The United States is conducting roughly 85 percent of the multi-national air strikes against Islamic State in Iraq and Syria, according to the most recent Pentagon report.
U.S. fighter planes and drones have conducted 819 strikes, compared to 157 from the 10 other countries, states the detailed report obtained last week.
The U.S. began the strikes in Iraq on Aug. 8 and was joined roughly five weeks later by Australia, followed by France, Belgium, the Netherlands and the United Kingdom. They joined as part of President Obama’s plan to have international support in the effort to stop the militant group’s foray into western Iraq and eastern Syria. Canada was the last to join, on Oct. 7, and the last to launch a strike.
France on Sept. 17 became the first Western county other than the U.S. to launch an air strike, destroying an Islamic State depot.
The U.S. ordered the strikes in Syria on Sept. 23, about 72 hours after five Arab nations -- Bahrain, Jordan, Qatar, Saudi Arabia and United Arab Emirates -- agreed to participate.
The five other countries flying attacks in Iraq have committed at least 30 fighter jets and four support aircraft. Their missions have destroyed Islamic State military equipment such as vehicles and depots. And at least one mission last month targeted a captured oil refinery, a top Australian military official said.
Still, U.S. military officials have release few specifics about the missions including information about the accuracy of the strikes, which has been questioned.
U.S. Central Command did not respond this week to several requests for information about strike accuracy and why the U.S. flies the vast majority of the sorties.
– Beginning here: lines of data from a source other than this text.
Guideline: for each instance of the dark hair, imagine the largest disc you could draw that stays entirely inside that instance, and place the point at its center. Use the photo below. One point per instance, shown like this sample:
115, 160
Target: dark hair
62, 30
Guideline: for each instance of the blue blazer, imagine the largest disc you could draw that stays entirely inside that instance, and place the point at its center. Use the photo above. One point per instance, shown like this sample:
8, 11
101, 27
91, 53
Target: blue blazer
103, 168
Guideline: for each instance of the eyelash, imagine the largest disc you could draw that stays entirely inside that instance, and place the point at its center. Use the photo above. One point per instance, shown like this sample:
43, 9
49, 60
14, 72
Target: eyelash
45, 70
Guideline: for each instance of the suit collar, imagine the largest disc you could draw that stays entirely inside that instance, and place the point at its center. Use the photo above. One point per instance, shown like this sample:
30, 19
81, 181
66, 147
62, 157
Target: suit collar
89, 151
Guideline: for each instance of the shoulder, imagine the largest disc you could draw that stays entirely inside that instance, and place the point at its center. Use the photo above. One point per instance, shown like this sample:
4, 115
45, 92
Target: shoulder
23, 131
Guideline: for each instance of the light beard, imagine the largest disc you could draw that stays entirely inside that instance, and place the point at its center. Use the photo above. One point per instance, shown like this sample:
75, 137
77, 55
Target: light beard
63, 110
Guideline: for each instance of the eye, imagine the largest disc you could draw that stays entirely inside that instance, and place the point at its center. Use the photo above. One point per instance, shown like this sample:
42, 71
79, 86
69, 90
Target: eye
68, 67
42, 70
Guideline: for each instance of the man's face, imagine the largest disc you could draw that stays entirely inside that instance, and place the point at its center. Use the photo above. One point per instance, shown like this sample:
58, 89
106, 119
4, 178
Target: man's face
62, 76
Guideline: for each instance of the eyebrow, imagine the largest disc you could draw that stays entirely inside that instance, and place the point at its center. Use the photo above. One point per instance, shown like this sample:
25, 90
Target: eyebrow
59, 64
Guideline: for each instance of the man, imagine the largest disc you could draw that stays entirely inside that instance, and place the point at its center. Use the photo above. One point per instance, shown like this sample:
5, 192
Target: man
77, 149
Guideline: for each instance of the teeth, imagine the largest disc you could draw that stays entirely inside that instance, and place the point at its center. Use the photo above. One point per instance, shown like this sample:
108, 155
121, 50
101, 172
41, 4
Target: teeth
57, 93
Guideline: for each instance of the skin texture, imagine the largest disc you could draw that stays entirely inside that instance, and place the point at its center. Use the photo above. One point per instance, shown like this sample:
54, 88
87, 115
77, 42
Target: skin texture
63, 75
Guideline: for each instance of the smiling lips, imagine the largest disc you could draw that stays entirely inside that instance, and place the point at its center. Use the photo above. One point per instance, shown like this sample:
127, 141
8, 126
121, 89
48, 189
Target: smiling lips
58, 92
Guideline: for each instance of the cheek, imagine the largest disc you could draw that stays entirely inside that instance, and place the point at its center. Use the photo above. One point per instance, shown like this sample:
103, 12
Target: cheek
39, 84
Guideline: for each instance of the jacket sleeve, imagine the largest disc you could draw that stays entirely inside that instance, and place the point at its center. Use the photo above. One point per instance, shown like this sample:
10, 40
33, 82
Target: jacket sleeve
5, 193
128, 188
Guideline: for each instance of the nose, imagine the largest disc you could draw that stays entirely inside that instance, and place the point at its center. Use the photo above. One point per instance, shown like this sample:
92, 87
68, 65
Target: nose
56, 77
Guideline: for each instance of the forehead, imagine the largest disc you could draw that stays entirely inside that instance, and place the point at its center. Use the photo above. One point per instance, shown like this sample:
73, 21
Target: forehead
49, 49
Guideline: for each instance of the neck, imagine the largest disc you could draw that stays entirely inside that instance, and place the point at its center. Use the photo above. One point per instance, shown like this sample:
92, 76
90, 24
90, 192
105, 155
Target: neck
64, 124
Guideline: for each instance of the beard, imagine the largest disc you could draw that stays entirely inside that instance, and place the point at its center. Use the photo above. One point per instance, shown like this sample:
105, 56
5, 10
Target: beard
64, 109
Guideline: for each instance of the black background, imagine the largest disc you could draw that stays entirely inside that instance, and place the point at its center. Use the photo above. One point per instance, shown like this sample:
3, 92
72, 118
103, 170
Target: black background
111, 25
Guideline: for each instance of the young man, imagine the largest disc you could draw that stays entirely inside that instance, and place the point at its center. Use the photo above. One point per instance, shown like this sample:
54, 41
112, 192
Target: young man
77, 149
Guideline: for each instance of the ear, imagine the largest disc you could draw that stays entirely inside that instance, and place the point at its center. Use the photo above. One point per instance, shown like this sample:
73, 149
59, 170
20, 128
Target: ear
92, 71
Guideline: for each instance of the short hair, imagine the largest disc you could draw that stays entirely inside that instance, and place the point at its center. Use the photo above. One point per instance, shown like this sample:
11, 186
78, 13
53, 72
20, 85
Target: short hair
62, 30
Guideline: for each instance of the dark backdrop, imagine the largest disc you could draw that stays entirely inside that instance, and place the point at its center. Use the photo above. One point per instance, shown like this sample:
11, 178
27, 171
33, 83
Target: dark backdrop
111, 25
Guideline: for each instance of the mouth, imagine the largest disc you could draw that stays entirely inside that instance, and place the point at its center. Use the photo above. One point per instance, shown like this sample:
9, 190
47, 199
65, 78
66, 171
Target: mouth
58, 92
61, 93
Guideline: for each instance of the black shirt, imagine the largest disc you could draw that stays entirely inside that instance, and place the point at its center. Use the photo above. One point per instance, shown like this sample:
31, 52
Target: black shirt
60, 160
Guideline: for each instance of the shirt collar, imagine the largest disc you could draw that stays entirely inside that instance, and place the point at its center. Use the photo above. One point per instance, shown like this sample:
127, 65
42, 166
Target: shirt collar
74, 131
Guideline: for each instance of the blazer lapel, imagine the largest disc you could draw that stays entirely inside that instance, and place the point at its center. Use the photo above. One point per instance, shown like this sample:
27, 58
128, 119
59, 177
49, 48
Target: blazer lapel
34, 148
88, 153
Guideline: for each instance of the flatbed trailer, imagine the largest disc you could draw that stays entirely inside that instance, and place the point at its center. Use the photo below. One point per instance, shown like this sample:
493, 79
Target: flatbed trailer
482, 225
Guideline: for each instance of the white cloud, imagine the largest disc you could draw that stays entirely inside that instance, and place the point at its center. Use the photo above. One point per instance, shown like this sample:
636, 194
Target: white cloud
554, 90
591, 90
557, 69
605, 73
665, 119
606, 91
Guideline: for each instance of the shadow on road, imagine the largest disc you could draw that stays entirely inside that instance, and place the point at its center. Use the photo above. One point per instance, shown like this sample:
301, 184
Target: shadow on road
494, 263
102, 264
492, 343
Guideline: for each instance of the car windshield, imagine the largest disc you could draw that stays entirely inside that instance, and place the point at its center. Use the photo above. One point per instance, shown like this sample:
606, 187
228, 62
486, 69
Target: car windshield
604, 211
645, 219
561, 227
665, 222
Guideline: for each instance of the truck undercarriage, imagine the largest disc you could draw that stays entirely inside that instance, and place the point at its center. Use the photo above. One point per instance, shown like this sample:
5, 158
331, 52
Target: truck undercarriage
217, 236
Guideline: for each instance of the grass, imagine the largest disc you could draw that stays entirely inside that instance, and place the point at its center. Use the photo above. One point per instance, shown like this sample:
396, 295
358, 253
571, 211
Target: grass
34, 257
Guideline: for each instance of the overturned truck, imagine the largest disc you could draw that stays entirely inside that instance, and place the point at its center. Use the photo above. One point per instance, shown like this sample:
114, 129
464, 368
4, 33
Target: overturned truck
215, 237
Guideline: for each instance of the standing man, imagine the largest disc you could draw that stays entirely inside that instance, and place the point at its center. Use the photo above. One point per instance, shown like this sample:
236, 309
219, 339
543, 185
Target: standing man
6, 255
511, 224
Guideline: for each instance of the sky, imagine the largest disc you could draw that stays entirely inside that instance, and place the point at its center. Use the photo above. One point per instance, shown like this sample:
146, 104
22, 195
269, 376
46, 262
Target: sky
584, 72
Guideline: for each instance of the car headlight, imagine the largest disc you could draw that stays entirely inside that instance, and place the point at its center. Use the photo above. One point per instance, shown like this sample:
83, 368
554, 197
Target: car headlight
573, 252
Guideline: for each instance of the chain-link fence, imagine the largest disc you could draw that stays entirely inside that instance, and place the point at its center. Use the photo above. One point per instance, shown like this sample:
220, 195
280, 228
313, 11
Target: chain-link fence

And David Johnson, vice admiral of the Royal Australian Air Force, recently told The Guardian that he wouldn’t discuss enemy casualties or target locations for fear of Islamic State’s “aggressive propaganda campaign.
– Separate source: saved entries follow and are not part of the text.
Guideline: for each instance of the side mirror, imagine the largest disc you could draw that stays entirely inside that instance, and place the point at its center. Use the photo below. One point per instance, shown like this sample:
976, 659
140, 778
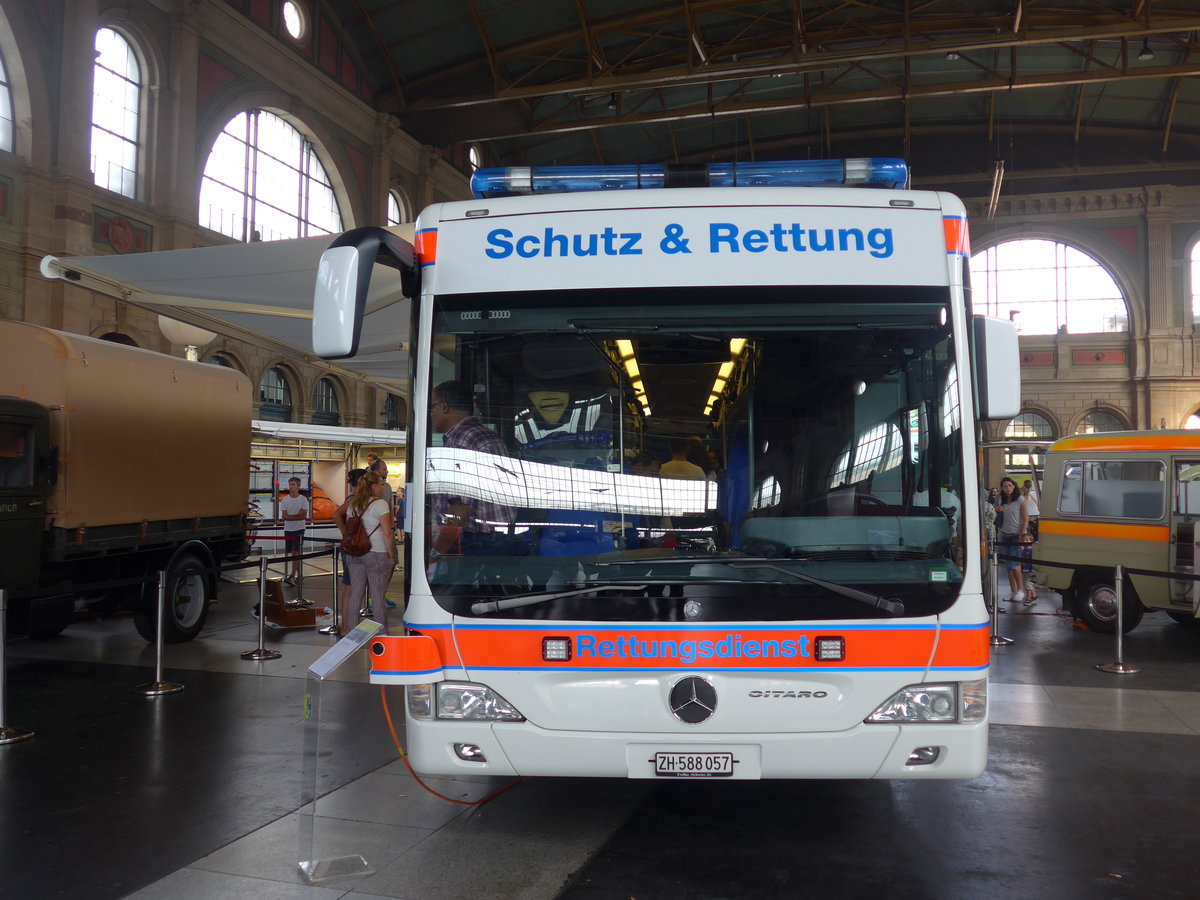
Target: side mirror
343, 281
997, 363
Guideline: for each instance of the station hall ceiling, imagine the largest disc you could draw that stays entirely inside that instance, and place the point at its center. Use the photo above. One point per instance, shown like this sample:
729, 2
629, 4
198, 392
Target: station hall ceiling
1067, 94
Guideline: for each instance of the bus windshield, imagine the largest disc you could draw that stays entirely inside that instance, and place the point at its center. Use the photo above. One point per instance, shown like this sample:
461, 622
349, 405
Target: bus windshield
712, 455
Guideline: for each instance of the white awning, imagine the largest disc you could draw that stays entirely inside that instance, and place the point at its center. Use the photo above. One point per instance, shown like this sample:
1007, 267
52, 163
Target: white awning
365, 437
259, 292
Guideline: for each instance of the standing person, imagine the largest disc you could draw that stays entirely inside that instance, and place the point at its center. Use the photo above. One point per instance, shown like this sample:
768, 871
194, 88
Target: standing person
294, 509
1014, 522
1031, 505
371, 571
352, 481
480, 526
678, 466
381, 468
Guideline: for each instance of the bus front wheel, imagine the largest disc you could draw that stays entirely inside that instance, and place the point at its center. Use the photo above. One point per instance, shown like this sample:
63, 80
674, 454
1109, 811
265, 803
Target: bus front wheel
1097, 607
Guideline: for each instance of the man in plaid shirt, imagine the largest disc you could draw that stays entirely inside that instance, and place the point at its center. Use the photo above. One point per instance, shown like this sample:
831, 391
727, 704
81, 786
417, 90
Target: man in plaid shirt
479, 523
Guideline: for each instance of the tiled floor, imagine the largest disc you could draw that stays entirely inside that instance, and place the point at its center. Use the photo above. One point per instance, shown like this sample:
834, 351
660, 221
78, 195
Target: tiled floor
197, 795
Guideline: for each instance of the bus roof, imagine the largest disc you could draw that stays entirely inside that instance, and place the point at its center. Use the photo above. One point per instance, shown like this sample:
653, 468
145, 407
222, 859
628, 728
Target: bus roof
1129, 442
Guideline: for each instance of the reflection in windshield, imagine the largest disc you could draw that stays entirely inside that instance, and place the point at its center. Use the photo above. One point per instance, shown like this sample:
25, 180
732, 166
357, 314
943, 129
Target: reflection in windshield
821, 436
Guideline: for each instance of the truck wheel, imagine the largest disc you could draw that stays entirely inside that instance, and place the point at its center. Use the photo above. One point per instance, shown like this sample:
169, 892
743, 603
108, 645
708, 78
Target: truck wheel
1097, 607
189, 592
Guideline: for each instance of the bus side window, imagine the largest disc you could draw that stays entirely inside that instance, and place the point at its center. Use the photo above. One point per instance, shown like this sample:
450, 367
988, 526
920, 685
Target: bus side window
1069, 491
1187, 490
However, one clear challenge is that pilots -- out of concern for killing civilians -- have only a limited number of targets and reportedly can attack only at night.
Another is that Islamic State, a combination country and army, presents an elusive and unconventional target.
Dakota Wood, a defense expert at the Heritage Foundation and retired Marine Corps special operations officer, said Monday that the decisions about which countries will fly which missions or how many mission involves several logistical and political factors.
“You have to find the right pilot to execute a mission in a given tactical environment, which includes fuel time, moving targets and anti-air defenses,” he said. “This takes a certain amount of skill.”
Wood also said the other countries could have joined in the effort under limited rules of engagement, like Germany did in the war in Afghanistan. He said, for example, that the Arab nations might not be willing to attack vehicles because such a strike would kill a lot of fighters.
Another possibility is that Central Command could be marshaling the majority of sorties to U.S. pilots, Wood said.
Oklahoma Sen. James Inhofe, the top Republican on the Senate Armed Services Committee, is among those expressing concern about the challenges of zeroing in on ISIL or ISIS, as Islamic State is also know.
“We need more targeting capability,” he recently told The New York Times.
That the combined 10 other countries have flown fewer attack missions is perhaps no surprise consider the U.S. essentially has the world’s biggest, most powerful military -- including roughly 4,800 attack and fighter planes among more than 13,600 aircraft.
That’s compared to the Royal Bahraini Air Force, which reportedly has less than 50 planes capable of dropping bombs on strategic enemy targets.
A Central Command report Wednesday said pilots conducted 17 more strikes, which bring the total to rough 1,000. But officials did not provide a breakdown on which countries flew the missions.